Cardiac action potentials were recorded at 37 °C, maintained by an electronic temperature controller (Cell MicroControls, Norfolk, VA, USA). The rod-shaped viable cells showing clear striation were sedimented in a plexiglass chamber of 1-mL volume allowing continuous superfusion (at a rate of 2 mL/min) with Tyrode’s solution. The Tyrode solution contained (in mM): NaCl, 121; KCl, 4; MgCl₂, 1; CaCl₂, 1.3; HEPES, 10; glucose, 10; NaHCO₃, 25; at pH = 7.3. Membrane voltage was recorded using 3 M of KCl filled sharp glass microelectrodes having tip resistance between 20 and 40 MΩ. These electrodes were connected to the input of an Axoclamp 2B, Multiclamp 700A or 700B amplifiers (Molecular Devices, Sunnyvale, CA, USA). The cells were paced through the recording electrode at steady cycle length of 0.7 s using 1–2 ms wide rectangular current pulses having amplitudes of 120% diastolic threshold. Action potentials were digitized (at 50 kHz using Digidata 1322A or 1440A A/D card, Molecular Devices, Sunnyvale, CA, USA) and stored for later analysis. Cells were exposed to 2.5 µM of AX for 4–6 min (dissolved in ethanol yielding a final ethanol concentration of 0.1%). Control solution also contained this concentration of ethanol.

4.8. Calcium Imaging

Calcium imaging experiments were performed on slices from VGAT2-GCaMP6 mice. Slices were prepared similarly as for electrophysiology experiments. A Zeiss Axioscope microscope (Carl Zeiss AG) equipped with a fluorescent imaging system (Till Photonics GmbH, Gräfeling, Germany) containing a xenon bulb-based Polychrome V light source, a CCD camera (SensiCam, PCO AG, Kelheim, Germany), an imaging control unit (ICU), and the Till Vision software (version 4.0.1.3) were used. The fluorescent filter set contained an emission filter (LP 515, Till Photonics) and a dichroic mirror (Omega XF2031 505DRLPXR; Omega Drive, Brattleboro, VT, USA). Frames with 344 × 260-pixel resolution were taken with a frame rate of 10 Hz.

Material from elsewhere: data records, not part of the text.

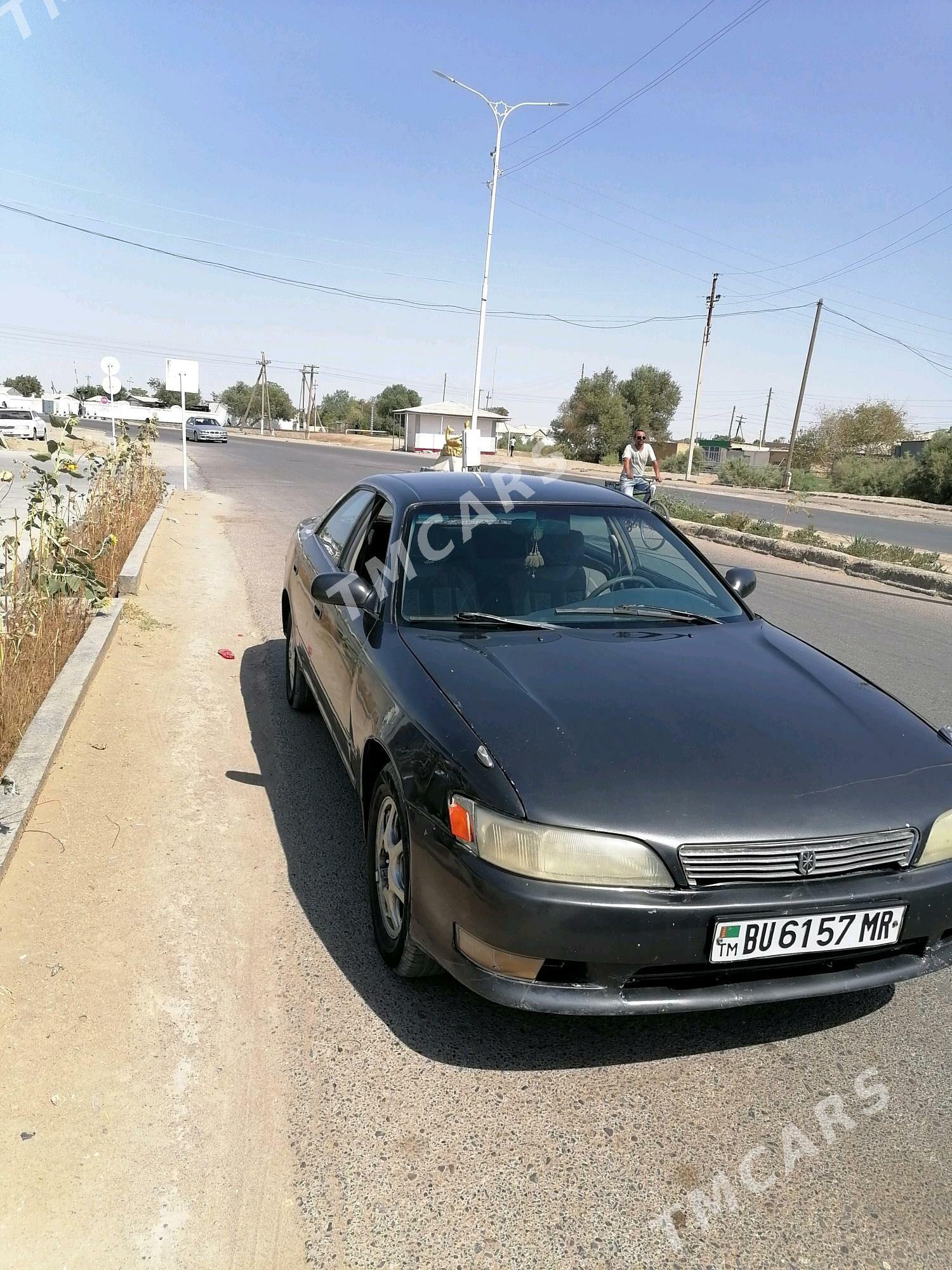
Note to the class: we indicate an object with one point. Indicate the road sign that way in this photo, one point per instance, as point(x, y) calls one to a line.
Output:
point(181, 375)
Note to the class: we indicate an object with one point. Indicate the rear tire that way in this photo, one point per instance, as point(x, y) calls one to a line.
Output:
point(389, 881)
point(296, 690)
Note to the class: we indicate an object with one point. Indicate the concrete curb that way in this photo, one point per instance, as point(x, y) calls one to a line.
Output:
point(26, 773)
point(133, 570)
point(878, 571)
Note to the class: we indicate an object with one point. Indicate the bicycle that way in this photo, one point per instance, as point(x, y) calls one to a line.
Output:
point(648, 497)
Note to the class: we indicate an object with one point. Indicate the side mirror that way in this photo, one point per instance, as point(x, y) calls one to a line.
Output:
point(345, 590)
point(741, 581)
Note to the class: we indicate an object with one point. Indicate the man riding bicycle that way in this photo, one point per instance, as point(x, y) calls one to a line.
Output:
point(635, 460)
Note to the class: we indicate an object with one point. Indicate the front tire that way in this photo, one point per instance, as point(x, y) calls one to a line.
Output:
point(389, 881)
point(296, 690)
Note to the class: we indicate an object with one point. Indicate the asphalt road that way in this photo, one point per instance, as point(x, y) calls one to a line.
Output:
point(923, 535)
point(436, 1131)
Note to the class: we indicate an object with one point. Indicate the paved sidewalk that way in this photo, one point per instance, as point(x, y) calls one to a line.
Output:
point(140, 961)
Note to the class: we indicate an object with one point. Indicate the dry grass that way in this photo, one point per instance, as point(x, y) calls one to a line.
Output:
point(30, 662)
point(39, 632)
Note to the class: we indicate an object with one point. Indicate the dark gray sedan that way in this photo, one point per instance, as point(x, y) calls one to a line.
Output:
point(592, 779)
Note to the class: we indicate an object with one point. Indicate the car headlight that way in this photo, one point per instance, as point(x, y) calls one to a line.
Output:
point(555, 854)
point(939, 845)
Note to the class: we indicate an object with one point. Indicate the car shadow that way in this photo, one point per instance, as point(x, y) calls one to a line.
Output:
point(318, 820)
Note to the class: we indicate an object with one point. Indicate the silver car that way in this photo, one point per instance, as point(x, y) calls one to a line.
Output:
point(29, 425)
point(205, 430)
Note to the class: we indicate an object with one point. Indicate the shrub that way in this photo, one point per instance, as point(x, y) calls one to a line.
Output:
point(804, 481)
point(680, 463)
point(733, 520)
point(736, 472)
point(894, 553)
point(766, 529)
point(931, 478)
point(681, 510)
point(808, 534)
point(860, 474)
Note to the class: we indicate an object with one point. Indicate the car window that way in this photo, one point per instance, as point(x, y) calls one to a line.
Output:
point(560, 565)
point(367, 554)
point(336, 530)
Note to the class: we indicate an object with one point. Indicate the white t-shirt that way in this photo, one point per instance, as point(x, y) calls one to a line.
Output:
point(640, 459)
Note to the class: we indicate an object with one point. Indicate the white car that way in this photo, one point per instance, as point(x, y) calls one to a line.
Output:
point(205, 430)
point(29, 425)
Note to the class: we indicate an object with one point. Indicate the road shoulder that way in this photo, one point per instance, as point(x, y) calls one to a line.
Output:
point(140, 954)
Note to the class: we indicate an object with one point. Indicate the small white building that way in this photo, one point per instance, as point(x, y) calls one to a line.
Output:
point(425, 427)
point(55, 403)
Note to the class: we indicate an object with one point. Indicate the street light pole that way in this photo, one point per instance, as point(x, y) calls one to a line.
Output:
point(501, 114)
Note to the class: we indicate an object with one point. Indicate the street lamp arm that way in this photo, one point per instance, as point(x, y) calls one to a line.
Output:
point(460, 84)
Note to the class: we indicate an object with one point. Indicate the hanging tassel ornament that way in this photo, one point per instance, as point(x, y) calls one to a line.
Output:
point(534, 561)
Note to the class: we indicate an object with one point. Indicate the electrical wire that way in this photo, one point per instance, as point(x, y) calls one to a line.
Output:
point(609, 83)
point(633, 97)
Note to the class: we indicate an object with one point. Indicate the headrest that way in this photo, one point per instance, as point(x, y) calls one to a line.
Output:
point(563, 548)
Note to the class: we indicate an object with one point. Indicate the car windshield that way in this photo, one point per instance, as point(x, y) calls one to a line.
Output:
point(560, 566)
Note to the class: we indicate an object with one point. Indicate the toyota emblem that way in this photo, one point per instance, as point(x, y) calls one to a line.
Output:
point(807, 862)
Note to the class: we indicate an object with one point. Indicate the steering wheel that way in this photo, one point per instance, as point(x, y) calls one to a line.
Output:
point(615, 584)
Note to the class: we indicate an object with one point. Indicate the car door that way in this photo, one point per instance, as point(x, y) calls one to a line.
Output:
point(343, 632)
point(322, 551)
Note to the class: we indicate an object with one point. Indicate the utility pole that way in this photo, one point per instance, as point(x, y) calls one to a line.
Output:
point(711, 302)
point(501, 114)
point(764, 431)
point(788, 476)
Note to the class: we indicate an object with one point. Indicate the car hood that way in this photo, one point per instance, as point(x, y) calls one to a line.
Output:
point(715, 733)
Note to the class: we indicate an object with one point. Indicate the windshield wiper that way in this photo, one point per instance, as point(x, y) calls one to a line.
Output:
point(676, 615)
point(501, 620)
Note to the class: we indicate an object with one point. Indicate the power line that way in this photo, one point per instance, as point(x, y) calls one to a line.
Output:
point(633, 97)
point(400, 302)
point(609, 83)
point(228, 220)
point(918, 352)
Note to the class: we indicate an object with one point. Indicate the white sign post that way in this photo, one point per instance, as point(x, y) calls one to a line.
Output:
point(110, 366)
point(182, 375)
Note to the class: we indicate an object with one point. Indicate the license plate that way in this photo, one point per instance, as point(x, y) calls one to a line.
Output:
point(743, 940)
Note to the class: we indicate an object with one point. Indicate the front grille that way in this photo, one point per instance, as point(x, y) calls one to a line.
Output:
point(711, 863)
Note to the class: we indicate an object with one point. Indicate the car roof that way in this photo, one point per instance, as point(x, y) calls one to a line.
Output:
point(442, 487)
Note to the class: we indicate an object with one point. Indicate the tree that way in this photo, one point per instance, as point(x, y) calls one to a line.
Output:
point(342, 411)
point(395, 397)
point(593, 424)
point(169, 397)
point(237, 399)
point(869, 429)
point(651, 397)
point(27, 385)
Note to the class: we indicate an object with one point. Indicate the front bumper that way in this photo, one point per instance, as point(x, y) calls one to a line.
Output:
point(610, 951)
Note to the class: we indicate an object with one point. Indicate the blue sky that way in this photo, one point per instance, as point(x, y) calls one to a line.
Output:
point(313, 142)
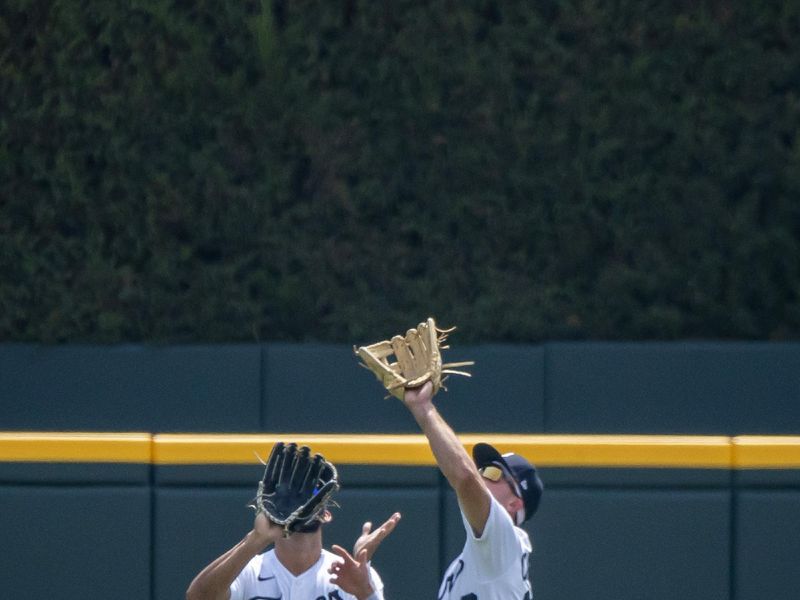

4.9. Post Hoc Identification of the Labeled Neurons

During recording, neurons were labelled with biocytin. Slices with the filled neurons were fixed overnight (4% paraformaldehyde in 0.1 M of phosphate buffer; pH = 7.4; 4 °C). For permeabilization, Tris buffered saline (in mM, Tris base, 8; Trisma HCl, 42; NaCl, 150; pH = 7.4) with 0.1% Triton X-100 and 10% bovine serum was used for 60 min. Incubation was performed in phosphate buffer supplemented with streptavidin-conjugated Alexa488 (1:300; Molecular Probes Inc., Eugene, OR, USA) for 90 min. The cells were visualized with a Zeiss LSM 510 confocal microscope (Carl Zeiss AG).

4.10. Statistics

Results are expressed as mean ± SEM values. GraphPad Prism 7.0 (GraphPad Software Inc., San Diego, CA, USA) was used for graphing and statistical analyses. Statistical significance of differences was evaluated using Student’s t-test. Differences were considered significant when p was less than 0.05.